Kristine L. Stresman

Room of Interactive Color

Kristine L. Stresman, Wisconsin, USA

Supervisor: Dr. Fionnuala Conway


This thesis is a practice-based art installation that explores the intersecting definitions of interactivity and personal embodiment as they relate to static presentations. “Room of interactive colour” is a space filling installation using light as a medium. A 5K colored white light fixture is hung from the ceiling and a simple musical soundtrack, using a neutral timbre instrument invites the observer into the space to interact with it and thusly, themselves. Traditional definitions of interactivity imply some kind of computer generated movement or change in the environment, however, installation art fits neither these definitions nor older schema of classical perspective fine art. Using Claire Bishop’s framework of installation art and Nathaniel Stern’s Implicit Body assessment framework, “Room of interactive colour” carves out a new area for how we recognize embodied interaction and works to create a new working definition for “passive-embodied interaction”.


Background

Case studies included installations using light as a medium. People in these installations notice that their cognizance of space is changed acutely as they are effected by colours and illumination difference. They do not have “interactive” components like computers or moving parts, but the observers still interact with the space through their own perception of it.

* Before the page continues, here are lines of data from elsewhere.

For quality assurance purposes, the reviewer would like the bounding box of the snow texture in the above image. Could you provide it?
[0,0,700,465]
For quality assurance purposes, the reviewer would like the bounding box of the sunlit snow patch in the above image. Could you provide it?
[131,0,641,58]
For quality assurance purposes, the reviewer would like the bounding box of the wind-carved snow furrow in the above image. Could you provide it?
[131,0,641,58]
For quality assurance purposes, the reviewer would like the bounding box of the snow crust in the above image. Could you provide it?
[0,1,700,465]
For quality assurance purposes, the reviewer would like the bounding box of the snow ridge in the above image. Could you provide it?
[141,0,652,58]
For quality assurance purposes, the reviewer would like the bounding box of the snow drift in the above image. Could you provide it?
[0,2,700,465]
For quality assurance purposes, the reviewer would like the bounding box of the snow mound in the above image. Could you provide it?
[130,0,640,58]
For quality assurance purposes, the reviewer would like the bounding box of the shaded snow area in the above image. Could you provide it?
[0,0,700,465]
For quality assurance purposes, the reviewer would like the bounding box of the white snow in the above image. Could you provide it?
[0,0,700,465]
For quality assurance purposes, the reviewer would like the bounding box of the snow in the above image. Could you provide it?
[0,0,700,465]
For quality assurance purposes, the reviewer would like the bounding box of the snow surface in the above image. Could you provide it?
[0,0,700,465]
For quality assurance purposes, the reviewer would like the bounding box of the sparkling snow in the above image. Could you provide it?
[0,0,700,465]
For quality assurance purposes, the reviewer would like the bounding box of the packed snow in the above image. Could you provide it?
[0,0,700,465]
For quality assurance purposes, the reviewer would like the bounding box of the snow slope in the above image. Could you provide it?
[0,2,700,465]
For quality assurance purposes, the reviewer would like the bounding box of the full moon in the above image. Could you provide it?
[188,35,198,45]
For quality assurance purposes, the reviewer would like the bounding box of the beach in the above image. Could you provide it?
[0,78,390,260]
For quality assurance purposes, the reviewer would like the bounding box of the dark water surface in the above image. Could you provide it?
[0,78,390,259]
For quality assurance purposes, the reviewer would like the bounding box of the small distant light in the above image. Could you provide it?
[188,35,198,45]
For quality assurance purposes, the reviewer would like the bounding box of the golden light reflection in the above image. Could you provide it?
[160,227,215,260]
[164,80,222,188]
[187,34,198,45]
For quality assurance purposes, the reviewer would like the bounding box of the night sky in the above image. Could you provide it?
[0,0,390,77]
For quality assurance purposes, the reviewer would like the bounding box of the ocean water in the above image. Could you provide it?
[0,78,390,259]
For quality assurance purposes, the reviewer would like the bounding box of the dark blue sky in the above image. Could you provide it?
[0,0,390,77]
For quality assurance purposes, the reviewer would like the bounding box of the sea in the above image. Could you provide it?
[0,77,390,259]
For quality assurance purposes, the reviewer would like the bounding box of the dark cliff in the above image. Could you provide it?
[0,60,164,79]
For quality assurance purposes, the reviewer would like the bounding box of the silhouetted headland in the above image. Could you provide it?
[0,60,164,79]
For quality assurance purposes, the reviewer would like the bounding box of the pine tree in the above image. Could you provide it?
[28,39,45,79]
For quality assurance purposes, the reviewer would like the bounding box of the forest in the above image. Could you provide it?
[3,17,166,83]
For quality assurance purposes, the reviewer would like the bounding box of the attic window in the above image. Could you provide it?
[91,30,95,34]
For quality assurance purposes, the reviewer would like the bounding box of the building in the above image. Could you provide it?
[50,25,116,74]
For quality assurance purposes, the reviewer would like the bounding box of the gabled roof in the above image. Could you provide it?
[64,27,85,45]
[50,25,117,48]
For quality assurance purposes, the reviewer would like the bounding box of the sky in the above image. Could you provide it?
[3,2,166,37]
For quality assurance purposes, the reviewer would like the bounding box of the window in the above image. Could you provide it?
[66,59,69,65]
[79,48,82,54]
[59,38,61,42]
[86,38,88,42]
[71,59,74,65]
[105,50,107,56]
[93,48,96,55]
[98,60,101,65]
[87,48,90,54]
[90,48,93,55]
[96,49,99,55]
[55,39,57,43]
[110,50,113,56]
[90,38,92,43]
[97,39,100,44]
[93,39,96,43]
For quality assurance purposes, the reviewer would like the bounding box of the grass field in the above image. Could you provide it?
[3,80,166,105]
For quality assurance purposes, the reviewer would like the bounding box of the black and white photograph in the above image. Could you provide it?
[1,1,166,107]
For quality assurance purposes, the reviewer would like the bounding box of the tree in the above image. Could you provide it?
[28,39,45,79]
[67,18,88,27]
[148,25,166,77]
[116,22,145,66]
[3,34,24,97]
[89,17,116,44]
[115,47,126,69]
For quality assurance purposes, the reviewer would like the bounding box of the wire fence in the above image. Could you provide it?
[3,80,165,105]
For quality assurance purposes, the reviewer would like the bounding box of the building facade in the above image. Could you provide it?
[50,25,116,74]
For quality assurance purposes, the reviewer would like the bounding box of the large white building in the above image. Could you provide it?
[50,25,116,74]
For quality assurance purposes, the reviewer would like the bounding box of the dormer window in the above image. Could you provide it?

Film scores that utilize non-traditional music structures to accompany everyday occurrences and enhance relationality to the visual work informed the musical accompaniment.


Methodology

A specific choice of 5K light colour was chosen because of its high colour rendering index and paired with a non-timbre specific synthetic instrument for a musical accompaniment. Choice of light and music were chosen to be as unobtrusive as possible, leaving the questions and points of the piece up to the observers.

Nathaniel Stern’s work on critical assessment of interactive art called the implicit body framework was applied though self-assessment means to negotiate its position in the interactive artwork paradigm. Stern uses 4 criteria: artistic inquiry & process, description, inter-activity, and relationality.


Conclusion

There is indeed a space and conversation needed for non-computer based interactive installation art. The purported new term of passive-embodied interaction encompasses work in which the audience is asked to consider themselves not as a tool to create an interaction, but an interaction in and of themselves. When viewers feel unencumbered in fine arts spaces by being allowed to relate with pieces that do not confront them with pre-written questions or pseudo-rehearsed computer code then perhaps their embodied interactions will begin to free these spaces from bias, creating more inclusive arts experiences.